Sosegada, breve y madura: Elegía es otro admirable dispositivo de Roth, una categórica demostración de su genio, un ajustado mecanismo narrativo que habla del modo en que los hombres afrontan esa inútil batalla que es la de resistir al envejecimiento. Magnífico relato del deterioro, sus personajes están marcados por el tiempo, por la liviandad y la carga que cada uno ha acumulado a lo largo de su vida. Todo parece deslizarse sin mayores contratiempos hasta el día que, por vez primera, la enfermedad aparece con toda su neuralgia en el cuerpo del protagonista: y es que la dolencia del corazón no ha llegado sin compañía. Surgen las preguntas, se impone la recapitulación: el paciente se interroga a sí mismo. A medida que aprende a experimentar y reconocer nuevas sensaciones corporales, así comienza a adoptar la profunda fragilidad en que consiste la vida. Enfermarse es aprender. Conocimiento por la vía más dolorosa.
El enfermo de Roth no es un hombre que sucumbe en cuanto las dificultades de sus arterias coronarias se hacen patentes.
Exitoso publicista, su historia no se limita a la de un paciente. Luego de abandonar a su primera mujer y a sus dos hijos, las aventuras se suceden, entusiastas y trágicas. De un nuevo matrimonio nace una niña, a la que no tardará en abandonar.
Los años pasan, cambian las parejas, las ciudades y los domicilios. El corazón interrumpe con sus agobios, cada vez con mayor frecuencia. Catéteres, angioplastias, intervenciones para despejar una de las carótidas o para instalarle un bypass múltiple o un desfibrilador. Cada retorno al quirófano constituye una aproximación, no sólo a la muerte, sino a los inacabados ecos de la realidad de estar enfermo. Porque es justamente bajo la condición de paciente cuando los hombres parecen más dispuestos a poner a un lado lisonjas e ilusiones para afrontar la pregunta de su estar en el mundo: es en el transcurso de esa temporalidad distinta, en ese particular silencio que adquiere corporeidad alrededor del afligido, cuando la bondad y la estulticia, las apariencias y las certezas, son sometidas a la dura prueba de quien recapitula porque presiente que su muerte se aproxima. "La vejez no es una batalla", escribe Roth casi al final de su novela. "La vejez es una masacre".
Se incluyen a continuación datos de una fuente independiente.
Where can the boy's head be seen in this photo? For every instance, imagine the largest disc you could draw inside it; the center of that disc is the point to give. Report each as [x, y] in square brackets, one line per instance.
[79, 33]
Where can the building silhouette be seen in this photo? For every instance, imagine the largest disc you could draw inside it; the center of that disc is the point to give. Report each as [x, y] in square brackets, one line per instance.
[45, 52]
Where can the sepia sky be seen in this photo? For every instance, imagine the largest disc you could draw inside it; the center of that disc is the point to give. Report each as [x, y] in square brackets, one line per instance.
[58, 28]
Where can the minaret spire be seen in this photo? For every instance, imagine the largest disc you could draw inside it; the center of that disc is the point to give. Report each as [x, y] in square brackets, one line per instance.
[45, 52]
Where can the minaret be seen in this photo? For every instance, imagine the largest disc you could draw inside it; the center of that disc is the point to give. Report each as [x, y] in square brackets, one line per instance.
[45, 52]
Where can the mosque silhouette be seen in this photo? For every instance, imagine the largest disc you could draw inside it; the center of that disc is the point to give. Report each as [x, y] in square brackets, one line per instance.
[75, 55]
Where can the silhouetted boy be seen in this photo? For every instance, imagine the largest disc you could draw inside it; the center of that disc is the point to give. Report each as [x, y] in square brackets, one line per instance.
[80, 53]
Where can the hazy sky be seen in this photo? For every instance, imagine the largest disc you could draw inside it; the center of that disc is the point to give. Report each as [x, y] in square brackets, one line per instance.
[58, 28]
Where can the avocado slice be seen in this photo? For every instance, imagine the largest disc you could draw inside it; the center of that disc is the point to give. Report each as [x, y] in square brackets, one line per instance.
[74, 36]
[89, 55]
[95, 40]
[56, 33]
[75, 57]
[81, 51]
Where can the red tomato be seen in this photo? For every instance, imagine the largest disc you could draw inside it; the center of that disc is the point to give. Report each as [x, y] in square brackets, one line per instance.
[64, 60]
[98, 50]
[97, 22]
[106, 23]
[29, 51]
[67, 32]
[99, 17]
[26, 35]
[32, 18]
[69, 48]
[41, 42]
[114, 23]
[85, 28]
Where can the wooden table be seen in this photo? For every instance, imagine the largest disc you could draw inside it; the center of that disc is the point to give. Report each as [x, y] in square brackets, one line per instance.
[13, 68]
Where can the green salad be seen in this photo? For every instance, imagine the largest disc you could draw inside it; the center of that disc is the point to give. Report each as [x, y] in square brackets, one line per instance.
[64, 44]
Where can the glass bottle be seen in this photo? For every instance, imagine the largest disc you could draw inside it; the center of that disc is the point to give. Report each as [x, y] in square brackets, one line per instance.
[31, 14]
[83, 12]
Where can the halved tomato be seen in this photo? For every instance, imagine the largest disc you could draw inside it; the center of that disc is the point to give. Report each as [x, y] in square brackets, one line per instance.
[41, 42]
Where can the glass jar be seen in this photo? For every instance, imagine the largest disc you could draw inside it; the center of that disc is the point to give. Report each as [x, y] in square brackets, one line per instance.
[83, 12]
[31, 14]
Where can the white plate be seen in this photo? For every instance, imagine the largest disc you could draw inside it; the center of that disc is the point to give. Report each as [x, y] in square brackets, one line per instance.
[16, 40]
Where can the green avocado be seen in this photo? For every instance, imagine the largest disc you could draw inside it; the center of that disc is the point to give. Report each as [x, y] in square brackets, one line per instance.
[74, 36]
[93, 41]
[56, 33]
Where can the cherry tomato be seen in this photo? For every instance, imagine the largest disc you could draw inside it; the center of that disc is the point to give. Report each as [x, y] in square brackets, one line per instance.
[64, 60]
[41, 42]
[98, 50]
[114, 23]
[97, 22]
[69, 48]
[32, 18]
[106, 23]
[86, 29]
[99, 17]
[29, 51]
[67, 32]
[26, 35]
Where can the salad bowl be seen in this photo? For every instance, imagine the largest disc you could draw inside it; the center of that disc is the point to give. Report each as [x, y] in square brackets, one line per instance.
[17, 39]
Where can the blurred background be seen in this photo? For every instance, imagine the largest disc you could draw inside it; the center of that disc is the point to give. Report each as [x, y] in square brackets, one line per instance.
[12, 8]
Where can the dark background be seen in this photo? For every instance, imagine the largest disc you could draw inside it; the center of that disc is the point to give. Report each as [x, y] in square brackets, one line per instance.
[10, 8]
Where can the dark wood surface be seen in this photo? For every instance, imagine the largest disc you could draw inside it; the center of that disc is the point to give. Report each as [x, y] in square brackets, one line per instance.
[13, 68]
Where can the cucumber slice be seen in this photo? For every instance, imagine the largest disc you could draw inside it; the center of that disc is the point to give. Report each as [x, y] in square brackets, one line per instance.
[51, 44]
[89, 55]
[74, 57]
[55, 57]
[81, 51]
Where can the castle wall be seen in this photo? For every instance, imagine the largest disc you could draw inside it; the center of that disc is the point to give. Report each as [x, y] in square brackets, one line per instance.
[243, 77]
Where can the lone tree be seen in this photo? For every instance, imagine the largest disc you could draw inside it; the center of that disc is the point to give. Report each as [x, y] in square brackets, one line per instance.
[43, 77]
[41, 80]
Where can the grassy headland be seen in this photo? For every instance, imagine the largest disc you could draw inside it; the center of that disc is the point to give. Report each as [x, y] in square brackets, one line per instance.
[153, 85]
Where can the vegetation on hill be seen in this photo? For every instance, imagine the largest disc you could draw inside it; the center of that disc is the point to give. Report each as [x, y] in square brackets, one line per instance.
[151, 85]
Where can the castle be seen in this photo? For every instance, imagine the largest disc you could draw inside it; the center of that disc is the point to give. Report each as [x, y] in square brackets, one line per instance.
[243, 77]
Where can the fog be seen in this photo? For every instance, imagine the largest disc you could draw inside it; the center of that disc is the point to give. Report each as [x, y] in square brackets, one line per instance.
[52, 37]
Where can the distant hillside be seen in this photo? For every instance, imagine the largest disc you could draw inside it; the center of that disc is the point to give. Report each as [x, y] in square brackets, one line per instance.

En la presunción de Roth la enfermedad también tiene ese carácter inexplicable, esa especie de luz blanca imposible de atrapar. En la intuición de Elegía hay una trama: el dolor solitario, la tristeza que gana terreno a la disposición a combatir al mal, el siniestro de la corporalidad, el fin de los apetitos, el terror de constatar que la parálisis puede llegar a ocupar la humanidad de un ser que todavía respira.